The consultation document will be delivered to every household/business in the parish and will also be available online, with everyone encouraged to respond.
In the spring of last year, the steering group for the Newbiggin plan asked for feedback on the ‘big issues’ and six are set out in the consultation.
They are – A clear separation of settlements to enhance the character and distinctiveness of Newbiggin; New ‘wildlife corridors’ to protect natural habitats, incorporating sustainable drainage for the Ashington developments and former Alcan ash lagoons; Regeneration of the town through endorsing employment and providing appropriate infrastructure and start-up units; Improved visitor attractions are needed to sustain visitor growth and contribute to commercial sustainability; Improved pedestrian and cycle routes to public transport and a new link road to the strategic network from Woodhorn Roundabout; Housing growth and improved choice to retain and attract families.
These, in turn, have shaped the proposed vision: ‘By 2036, Newbiggin-by-the-Sea will be successful, thriving and sustainable.

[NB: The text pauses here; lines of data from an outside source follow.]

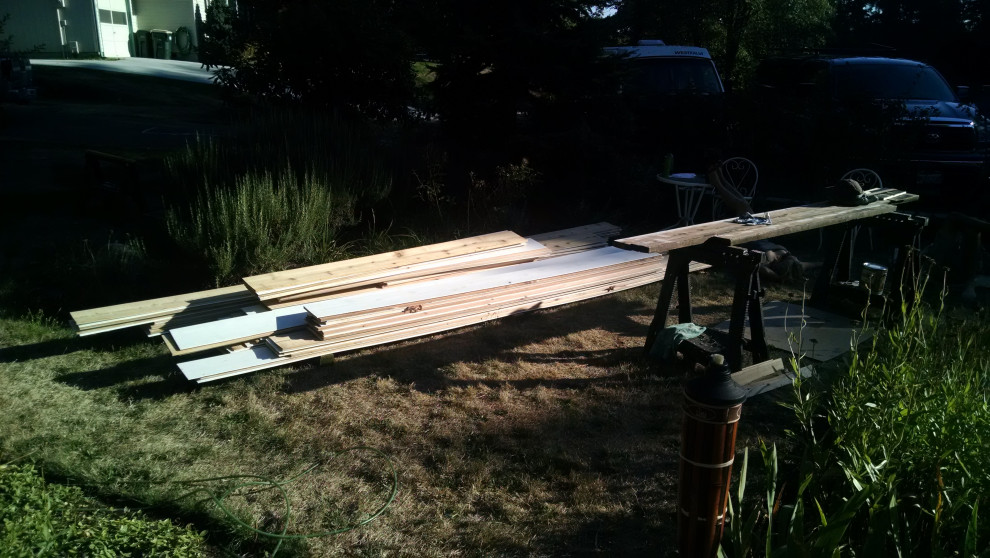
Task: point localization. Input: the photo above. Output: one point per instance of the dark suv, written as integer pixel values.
(897, 116)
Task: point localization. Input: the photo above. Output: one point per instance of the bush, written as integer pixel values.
(266, 223)
(276, 195)
(892, 460)
(41, 519)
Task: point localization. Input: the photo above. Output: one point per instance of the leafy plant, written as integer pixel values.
(266, 223)
(891, 456)
(277, 194)
(44, 519)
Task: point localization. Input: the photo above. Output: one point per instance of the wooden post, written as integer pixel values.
(712, 407)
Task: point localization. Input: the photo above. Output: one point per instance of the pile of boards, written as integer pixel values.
(283, 317)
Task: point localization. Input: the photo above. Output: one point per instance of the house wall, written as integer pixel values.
(38, 22)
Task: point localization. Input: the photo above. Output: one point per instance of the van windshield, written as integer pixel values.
(888, 81)
(674, 75)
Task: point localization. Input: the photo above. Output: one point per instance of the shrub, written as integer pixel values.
(265, 223)
(276, 194)
(42, 519)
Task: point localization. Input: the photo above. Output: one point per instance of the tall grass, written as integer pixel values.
(266, 222)
(275, 195)
(892, 459)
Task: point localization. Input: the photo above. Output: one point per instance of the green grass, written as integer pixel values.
(44, 519)
(276, 196)
(535, 435)
(889, 459)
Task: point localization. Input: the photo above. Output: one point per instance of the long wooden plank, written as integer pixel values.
(446, 311)
(262, 357)
(404, 305)
(234, 330)
(304, 342)
(529, 251)
(147, 311)
(786, 221)
(270, 283)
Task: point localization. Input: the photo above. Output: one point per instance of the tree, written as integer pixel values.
(346, 53)
(494, 59)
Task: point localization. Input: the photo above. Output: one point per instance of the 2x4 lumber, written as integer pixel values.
(148, 311)
(517, 274)
(447, 315)
(234, 330)
(529, 251)
(261, 357)
(269, 284)
(446, 311)
(410, 304)
(786, 221)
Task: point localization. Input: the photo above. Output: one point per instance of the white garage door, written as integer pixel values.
(114, 31)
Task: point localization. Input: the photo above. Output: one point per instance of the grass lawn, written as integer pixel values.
(537, 435)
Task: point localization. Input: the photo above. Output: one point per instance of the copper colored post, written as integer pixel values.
(712, 406)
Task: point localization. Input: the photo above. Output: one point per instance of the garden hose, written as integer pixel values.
(177, 40)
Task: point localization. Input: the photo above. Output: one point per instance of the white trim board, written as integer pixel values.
(492, 278)
(266, 323)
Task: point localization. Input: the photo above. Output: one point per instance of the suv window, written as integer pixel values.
(827, 114)
(674, 75)
(885, 81)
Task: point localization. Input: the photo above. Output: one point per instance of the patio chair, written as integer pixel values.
(739, 173)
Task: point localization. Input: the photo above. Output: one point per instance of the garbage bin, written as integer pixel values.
(142, 44)
(162, 41)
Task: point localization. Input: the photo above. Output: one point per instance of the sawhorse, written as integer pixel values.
(838, 262)
(745, 266)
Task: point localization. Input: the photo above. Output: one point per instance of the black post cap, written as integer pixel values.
(716, 387)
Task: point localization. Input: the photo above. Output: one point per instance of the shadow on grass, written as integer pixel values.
(144, 378)
(62, 346)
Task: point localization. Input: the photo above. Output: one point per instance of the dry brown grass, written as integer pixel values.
(544, 434)
(539, 435)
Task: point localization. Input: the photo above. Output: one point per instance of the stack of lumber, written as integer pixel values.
(161, 313)
(415, 310)
(278, 318)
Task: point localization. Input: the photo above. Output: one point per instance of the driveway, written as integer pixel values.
(169, 69)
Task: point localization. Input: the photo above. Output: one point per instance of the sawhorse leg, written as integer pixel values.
(678, 263)
(745, 266)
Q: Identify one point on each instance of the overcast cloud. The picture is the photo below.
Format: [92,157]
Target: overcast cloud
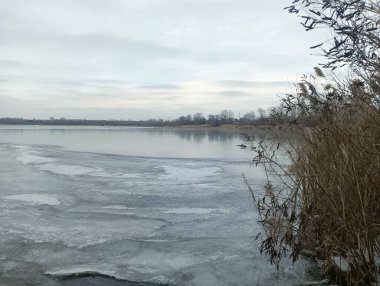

A place where people want to live and work because of the rich and distinctive environment, range of services and facilities, leisure opportunities, as well as access to high-quality housing, employment and protected open spaces with linked wildlife corridors.
‘New employment opportunities have reduced the number of residents commuting out of the town for employment and they have access to sustainable modes of transport.
‘The town centre is vibrant, with a range of shops, social and leisure facilities. These services, facilities and leisure opportunities are now fully accessible, contributing to health and well-being and have resulted in a growth in visitor numbers who support the success of the local economy.
‘New development ensures the protection and enhancement of the area and safeguards the amenity of the local community.’
Neighbourhood plans are the most local level of the planning system, sitting beneath the county-wide Local Plan, which is currently subject to examination by planning inspectors, and the National Planning Policy Framework (NPPF).
The town council considers that there is a need to review current housing allocations and an independent local housing needs assessment is currently being carried out. This will be subject to a separate consultation later this year.